Jobs act, Renzi convince quasi tutto il Pd
Sì al reintegro per i licenziamenti disciplinari. «Grande passo avanti, dal 2015 oltre l’articolo 18» Ma la minoranza si divide. Insorge Ncd che chiede un vertice di maggioranza: la partita è aperta
Il lavoro tecnico è stato poi fatto in commissione, protagonisti Filippo Taddei, responsabile renziano dell’economia del Pd, e Cesare Damiano, minoranza dem, ex Cgil (in piazza il 25 ottobre) che si dichiara «molto soddisfatto». Alla fine si decide di intervenire su alcune materie: l’articolo 18, che comprenderà il reintegro anche per licenziamenti discriminatori e disciplinari ingiusti (come deciso in direzione pd), controlli a distanza, cure parentali, monitoraggio degli effetti della delega e impegno ad aumentare i fondi per gli ammortizzatori sociali (nella legge di Stabilità).

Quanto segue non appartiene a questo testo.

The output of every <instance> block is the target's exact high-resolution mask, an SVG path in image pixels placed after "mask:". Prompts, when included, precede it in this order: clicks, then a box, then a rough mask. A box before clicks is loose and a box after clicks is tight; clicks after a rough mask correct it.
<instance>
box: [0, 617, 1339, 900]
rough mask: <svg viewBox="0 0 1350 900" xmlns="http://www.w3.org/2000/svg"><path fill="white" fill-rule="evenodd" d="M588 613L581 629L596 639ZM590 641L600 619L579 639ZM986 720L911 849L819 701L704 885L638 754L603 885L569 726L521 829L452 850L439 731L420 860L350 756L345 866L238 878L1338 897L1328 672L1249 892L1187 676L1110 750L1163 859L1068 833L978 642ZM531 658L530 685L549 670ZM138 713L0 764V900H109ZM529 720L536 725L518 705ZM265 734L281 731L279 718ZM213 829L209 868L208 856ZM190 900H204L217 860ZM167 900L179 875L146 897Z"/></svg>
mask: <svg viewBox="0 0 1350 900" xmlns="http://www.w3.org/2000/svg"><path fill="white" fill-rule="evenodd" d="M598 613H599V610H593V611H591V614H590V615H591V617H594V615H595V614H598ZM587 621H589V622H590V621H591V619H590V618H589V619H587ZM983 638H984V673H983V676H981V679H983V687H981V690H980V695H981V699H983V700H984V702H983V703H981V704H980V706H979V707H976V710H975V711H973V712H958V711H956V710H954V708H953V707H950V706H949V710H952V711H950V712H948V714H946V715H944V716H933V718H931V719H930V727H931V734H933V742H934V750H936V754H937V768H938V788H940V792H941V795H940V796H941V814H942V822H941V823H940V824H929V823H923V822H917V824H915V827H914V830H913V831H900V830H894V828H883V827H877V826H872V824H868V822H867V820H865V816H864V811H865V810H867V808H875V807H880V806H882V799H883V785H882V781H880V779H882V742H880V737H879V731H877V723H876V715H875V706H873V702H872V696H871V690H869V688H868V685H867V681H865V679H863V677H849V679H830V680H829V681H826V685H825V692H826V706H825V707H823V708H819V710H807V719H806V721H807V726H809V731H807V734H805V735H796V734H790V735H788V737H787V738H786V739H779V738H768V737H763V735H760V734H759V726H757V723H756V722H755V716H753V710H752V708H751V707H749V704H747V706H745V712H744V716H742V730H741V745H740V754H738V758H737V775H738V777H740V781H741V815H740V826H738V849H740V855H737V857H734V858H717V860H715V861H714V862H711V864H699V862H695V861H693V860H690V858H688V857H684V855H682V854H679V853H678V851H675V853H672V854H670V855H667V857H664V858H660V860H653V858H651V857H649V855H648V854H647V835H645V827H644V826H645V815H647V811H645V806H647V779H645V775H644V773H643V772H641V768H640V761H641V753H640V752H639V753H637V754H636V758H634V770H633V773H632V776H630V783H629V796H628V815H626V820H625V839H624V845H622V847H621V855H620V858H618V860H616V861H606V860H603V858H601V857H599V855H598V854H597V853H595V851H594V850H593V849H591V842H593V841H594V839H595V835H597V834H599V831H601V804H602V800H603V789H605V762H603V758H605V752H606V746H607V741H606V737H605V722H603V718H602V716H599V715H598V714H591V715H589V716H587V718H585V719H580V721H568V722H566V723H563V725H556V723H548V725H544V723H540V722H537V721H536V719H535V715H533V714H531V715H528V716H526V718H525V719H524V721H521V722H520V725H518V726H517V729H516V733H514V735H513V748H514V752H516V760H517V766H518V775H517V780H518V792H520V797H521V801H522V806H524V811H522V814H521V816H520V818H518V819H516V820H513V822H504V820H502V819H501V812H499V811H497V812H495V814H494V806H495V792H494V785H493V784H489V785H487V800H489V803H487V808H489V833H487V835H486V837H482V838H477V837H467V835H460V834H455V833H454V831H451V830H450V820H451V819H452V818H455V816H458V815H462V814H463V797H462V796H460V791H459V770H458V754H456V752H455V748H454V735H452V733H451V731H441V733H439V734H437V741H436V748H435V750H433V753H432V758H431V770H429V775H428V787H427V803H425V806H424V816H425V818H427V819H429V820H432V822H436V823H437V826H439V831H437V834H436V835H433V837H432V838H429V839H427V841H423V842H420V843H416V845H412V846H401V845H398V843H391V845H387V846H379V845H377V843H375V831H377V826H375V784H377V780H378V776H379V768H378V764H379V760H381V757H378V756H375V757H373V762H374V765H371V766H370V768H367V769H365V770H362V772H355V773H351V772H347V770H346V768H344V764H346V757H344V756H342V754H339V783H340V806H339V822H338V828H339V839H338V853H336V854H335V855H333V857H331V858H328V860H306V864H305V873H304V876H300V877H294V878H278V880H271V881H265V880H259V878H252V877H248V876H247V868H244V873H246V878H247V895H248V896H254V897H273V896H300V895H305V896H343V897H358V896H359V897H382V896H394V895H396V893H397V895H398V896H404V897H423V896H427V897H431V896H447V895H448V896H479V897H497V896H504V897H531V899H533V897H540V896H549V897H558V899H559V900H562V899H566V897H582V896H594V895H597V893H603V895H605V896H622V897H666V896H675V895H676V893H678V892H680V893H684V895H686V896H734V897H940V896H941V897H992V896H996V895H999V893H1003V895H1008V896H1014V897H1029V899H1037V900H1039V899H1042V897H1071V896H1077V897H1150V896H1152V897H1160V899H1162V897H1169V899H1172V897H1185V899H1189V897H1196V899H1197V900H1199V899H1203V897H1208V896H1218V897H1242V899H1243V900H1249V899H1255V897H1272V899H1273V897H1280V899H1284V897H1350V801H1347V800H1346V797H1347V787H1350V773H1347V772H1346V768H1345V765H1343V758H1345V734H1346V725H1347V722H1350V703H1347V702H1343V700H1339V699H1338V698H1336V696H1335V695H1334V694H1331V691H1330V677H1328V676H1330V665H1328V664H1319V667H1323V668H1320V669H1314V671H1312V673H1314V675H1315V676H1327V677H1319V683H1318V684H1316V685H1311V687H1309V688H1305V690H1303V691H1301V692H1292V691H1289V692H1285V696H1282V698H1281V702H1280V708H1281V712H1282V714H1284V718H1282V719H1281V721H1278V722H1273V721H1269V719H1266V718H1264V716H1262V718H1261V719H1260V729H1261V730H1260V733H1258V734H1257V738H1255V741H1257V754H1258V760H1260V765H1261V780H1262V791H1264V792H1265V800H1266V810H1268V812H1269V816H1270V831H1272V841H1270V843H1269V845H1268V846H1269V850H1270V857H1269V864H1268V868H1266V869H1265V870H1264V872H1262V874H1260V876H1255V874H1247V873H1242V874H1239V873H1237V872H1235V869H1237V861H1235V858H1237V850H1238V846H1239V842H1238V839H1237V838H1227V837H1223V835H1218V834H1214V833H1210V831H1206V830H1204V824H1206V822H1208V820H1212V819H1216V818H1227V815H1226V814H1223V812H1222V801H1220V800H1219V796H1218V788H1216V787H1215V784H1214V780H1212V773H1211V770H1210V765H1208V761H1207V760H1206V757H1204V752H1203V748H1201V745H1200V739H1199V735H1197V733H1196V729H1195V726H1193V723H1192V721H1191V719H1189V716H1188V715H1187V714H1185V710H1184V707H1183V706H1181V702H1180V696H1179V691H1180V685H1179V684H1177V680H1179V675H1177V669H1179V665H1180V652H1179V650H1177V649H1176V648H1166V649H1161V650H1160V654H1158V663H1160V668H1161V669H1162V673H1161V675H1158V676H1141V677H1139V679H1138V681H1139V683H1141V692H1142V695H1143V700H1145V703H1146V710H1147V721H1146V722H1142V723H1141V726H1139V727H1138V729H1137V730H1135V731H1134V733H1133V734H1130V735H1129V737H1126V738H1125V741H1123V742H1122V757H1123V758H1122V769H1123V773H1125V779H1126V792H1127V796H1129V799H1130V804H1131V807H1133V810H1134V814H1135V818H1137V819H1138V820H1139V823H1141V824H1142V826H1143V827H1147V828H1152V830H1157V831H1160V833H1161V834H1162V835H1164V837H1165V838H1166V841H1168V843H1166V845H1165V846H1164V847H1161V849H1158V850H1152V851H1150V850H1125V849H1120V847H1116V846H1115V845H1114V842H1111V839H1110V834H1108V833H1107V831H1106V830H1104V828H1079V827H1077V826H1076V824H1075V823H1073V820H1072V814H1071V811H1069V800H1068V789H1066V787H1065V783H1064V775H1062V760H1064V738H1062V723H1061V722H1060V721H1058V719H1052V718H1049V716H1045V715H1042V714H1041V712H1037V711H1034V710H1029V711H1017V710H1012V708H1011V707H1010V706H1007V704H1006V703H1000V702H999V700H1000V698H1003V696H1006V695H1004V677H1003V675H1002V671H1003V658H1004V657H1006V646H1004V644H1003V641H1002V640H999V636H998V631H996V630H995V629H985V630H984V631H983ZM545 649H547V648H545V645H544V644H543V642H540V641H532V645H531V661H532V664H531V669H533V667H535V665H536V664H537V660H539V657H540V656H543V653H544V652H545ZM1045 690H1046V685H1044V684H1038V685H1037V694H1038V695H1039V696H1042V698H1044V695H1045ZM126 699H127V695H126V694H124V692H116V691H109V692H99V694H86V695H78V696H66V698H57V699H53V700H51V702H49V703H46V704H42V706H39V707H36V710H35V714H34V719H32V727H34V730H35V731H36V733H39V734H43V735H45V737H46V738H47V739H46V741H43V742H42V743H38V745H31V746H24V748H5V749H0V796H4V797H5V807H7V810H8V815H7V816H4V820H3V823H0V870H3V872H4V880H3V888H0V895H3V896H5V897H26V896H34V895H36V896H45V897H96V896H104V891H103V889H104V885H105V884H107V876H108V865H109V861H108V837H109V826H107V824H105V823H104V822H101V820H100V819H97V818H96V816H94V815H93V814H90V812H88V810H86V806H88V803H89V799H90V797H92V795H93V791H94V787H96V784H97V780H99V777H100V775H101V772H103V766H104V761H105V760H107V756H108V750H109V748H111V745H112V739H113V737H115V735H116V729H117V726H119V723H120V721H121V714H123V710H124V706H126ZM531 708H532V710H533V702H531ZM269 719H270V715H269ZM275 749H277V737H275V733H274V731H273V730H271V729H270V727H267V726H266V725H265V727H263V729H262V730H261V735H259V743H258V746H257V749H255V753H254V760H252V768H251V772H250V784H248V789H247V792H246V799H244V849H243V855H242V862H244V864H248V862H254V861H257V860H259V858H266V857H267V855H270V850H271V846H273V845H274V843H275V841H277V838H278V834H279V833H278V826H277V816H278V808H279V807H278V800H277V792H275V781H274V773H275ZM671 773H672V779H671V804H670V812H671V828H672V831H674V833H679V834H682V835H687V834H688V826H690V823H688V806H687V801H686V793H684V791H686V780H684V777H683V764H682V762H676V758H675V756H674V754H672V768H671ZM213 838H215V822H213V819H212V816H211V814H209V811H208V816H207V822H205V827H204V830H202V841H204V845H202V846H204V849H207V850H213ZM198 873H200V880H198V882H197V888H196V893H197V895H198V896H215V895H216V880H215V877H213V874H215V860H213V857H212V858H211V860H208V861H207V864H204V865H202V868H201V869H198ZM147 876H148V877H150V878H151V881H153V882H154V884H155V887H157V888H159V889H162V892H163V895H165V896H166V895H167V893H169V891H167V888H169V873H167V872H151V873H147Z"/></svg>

Strappato il sì a una parte della minoranza, restano le critiche di Civati e Cuperlo. Che spiega: «Non c’è una parola sui licenziamenti, così ci sarebbe un eccesso di delega. Resto dell’idea che non si possono escludere dal reintegro i licenziamenti manifestamente infondati».
Ma Area riformista (Speranza) sembra aver assorbito gran parte del dissenso. Stefano Fassina: «Vediamo, ma il governo fa un passo indietro, molto apprezzato». Dopo gli emendamenti non è esclusa la fiducia sul nuovo testo, come precisa Renzi. Che da Bucarest promette: «Dal 2015 l’articolo 18 sarà superato». Risolto un problema nel Pd, ne sorge un altro. Renato Brunetta (FI) protesta: «Anteporre il Jobs act alla legge di Stabilità e fissarlo al 26 novembre è un sopruso». Maurizio Sacconi (Ncd) chiede un nuovo vertice di maggioranza: «La riforma sia vera o non la votiamo». La prima risposta del ministro Maria Elena Boschi sembra un no: «Basta il lavoro parlamentare». Parole che provocano l’irritazione di Nunzia De Girolamo: «Non è la portavoce di Renzi». Ma l’interpretazione autentica della Boschi è questa: nessun «no» secco, solo che non serve un «vertice partecipato come quello di lunedì», ci saranno «incontri di maggioranza».
De Girolamo e Sacconi vanno a parlarne a Palazzo Chigi. Interlocutorio il commento: «La partita è aperta. Non partecipiamo al patto del gambero». Anche Scelta civica, con Pietro Ichino, è in allarme: «Qualunque modifica va concordata in maggioranza». Duri i 5 Stelle: «Tutti in ginocchio di fronte ai capricci del premier».